We’re currently trialling this with beta customers, with the clustering view running over traces they’re already sending to Composo.

Try this on your own data

Deploying this quarter? Book a diagnostic → We’ll run this pipeline on a sample of your traces and walk you through the cluster map together.

Early-stage team? Apply for the startup program → Three months free.

References

[1] L. Zheng et al., “Judging LLM-as-a-Judge with MT-Bench and Chatbot Arena,” in Advances in Neural Information Processing Systems (NeurIPS), 2023.

[2] Y. Liu et al., “G-Eval: NLG evaluation using GPT-4 with better human alignment,” in Proc. EMNLP, 2023.

[3] H. Su et al., “One embedder, any task: Instruction-finetuned text embeddings,” in Findings of the Association for Computational Linguistics: ACL, 2023.

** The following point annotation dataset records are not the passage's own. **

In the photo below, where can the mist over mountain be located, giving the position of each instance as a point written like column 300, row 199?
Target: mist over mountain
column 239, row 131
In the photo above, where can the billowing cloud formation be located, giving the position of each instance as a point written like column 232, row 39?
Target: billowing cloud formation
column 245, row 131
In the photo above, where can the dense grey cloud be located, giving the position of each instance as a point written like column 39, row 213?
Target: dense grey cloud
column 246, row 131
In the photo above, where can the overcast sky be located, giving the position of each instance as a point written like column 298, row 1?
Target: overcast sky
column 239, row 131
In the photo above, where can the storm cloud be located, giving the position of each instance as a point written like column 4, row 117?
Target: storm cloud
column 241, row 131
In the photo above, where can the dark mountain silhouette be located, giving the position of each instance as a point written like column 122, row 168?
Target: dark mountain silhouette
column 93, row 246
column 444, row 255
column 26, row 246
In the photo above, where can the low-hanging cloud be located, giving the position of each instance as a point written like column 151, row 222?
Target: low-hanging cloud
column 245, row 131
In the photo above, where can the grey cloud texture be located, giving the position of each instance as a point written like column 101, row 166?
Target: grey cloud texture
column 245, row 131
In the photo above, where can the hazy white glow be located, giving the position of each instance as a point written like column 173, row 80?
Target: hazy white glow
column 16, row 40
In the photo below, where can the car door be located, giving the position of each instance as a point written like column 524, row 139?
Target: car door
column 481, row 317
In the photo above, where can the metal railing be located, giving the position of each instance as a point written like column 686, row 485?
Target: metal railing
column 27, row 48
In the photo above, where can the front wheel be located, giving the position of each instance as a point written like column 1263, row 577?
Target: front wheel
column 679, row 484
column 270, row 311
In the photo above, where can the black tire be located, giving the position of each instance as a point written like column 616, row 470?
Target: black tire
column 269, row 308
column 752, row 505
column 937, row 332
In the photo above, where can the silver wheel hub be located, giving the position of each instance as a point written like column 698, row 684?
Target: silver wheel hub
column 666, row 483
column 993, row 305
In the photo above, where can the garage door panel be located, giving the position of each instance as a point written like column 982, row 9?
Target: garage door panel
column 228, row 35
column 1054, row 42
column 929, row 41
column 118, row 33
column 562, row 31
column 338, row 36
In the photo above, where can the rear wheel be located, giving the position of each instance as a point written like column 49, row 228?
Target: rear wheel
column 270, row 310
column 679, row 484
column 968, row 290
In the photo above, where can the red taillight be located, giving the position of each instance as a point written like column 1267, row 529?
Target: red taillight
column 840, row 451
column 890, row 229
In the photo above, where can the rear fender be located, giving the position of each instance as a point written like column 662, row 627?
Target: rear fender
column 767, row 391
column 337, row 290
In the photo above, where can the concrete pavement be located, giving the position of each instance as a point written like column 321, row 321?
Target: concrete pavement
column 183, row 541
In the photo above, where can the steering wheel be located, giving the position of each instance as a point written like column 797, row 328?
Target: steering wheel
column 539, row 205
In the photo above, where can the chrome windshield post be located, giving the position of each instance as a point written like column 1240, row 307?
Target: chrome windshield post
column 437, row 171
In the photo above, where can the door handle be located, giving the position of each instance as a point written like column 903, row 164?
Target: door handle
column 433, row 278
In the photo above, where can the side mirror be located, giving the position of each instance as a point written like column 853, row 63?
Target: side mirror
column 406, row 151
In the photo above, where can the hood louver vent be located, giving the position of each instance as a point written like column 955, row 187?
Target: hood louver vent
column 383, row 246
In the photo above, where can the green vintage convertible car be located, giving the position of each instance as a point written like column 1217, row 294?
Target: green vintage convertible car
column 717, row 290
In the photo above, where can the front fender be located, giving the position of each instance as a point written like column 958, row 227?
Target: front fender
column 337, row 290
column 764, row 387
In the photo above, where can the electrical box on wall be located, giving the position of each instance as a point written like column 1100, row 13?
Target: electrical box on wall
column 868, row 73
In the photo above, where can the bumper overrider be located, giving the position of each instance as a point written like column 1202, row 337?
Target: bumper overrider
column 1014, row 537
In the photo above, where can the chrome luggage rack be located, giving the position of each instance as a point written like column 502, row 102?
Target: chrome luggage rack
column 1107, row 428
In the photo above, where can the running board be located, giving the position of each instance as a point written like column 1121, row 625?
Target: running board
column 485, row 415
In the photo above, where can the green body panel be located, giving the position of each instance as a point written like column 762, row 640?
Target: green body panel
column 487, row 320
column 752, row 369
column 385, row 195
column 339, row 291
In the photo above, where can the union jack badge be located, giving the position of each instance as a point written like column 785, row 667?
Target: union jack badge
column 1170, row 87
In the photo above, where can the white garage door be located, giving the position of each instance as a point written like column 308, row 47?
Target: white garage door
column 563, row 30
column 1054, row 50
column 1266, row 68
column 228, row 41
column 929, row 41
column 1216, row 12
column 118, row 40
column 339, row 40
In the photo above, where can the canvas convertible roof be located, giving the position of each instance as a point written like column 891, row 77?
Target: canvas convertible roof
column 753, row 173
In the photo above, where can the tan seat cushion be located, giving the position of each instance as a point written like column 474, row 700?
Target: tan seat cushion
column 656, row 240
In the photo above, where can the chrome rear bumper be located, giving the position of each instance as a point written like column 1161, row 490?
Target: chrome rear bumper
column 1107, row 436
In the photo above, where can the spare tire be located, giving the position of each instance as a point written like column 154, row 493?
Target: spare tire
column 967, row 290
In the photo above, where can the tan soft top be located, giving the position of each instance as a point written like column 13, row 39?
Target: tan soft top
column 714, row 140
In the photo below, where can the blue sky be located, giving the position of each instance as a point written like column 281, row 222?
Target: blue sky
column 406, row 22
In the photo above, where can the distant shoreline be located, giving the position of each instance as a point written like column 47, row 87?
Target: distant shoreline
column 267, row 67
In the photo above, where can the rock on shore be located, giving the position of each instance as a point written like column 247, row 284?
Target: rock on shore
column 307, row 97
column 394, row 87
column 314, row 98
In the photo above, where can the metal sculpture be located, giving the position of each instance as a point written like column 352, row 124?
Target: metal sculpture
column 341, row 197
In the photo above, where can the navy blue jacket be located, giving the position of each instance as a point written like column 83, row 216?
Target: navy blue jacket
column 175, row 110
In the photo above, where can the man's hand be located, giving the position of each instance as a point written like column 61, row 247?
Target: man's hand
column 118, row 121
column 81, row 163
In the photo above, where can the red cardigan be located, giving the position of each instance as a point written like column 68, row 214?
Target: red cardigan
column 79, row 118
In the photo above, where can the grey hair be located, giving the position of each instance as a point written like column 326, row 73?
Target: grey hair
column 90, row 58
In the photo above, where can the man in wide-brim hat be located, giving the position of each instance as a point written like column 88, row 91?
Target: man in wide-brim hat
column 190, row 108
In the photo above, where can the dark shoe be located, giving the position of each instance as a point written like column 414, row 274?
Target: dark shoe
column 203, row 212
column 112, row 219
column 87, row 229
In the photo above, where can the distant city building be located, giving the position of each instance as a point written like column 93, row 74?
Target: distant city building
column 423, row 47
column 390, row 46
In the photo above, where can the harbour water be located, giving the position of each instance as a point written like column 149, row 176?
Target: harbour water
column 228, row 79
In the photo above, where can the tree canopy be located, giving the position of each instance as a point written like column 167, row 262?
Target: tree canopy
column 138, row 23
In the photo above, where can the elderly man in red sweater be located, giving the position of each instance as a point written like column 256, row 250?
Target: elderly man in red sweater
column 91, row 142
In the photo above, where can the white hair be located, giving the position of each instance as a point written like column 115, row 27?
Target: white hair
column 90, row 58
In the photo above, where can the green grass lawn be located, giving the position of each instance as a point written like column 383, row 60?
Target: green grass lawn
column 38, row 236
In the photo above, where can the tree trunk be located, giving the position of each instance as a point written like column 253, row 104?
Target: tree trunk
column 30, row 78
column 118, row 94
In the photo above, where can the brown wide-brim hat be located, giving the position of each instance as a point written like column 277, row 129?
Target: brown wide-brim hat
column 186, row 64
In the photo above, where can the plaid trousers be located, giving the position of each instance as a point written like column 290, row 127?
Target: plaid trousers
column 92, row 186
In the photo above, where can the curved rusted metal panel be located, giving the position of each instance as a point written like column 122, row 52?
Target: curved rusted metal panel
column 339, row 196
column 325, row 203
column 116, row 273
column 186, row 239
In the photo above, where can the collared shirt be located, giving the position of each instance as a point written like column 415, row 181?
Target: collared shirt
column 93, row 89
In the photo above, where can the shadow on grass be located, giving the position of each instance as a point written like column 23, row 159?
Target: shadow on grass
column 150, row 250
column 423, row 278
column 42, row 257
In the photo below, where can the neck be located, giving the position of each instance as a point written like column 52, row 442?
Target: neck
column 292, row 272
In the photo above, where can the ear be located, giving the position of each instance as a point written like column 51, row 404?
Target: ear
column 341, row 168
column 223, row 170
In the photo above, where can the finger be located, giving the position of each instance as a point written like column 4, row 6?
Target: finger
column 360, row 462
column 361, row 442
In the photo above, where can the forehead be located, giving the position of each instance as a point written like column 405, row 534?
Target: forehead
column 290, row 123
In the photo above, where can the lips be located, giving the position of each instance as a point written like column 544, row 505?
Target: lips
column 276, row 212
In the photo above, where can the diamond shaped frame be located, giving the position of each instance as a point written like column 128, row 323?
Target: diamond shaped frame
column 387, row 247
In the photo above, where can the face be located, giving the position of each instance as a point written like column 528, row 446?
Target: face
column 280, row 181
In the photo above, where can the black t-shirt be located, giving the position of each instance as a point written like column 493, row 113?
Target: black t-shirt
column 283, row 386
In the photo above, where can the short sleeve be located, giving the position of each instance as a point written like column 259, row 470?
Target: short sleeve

[4] M. Spiliopoulou, I. Ntoutsi, Y. Theodoridis, and R. Schult, “MONIC: Modeling and monitoring cluster transitions,” in Proc. ACM SIGKDD, 2006.

[5] M. Grootendorst, “BERTopic: Neural topic modeling with a class-based TF-IDF procedure,” arXiv preprint, arXiv:2203.05794, 2022.

[6] D. M. Blei and J. D. Lafferty, “Dynamic topic models,” in Proc. ICML, 2006.

[7] D. Greene, D. Doyle, and P. Cunningham, “Tracking the evolution of communities in dynamic social networks,” in Proc. ASONAM, 2010.

[8] L. Wang et al., “Improving text embeddings with large language models,” arXiv preprint, arXiv:2401.00368, 2024.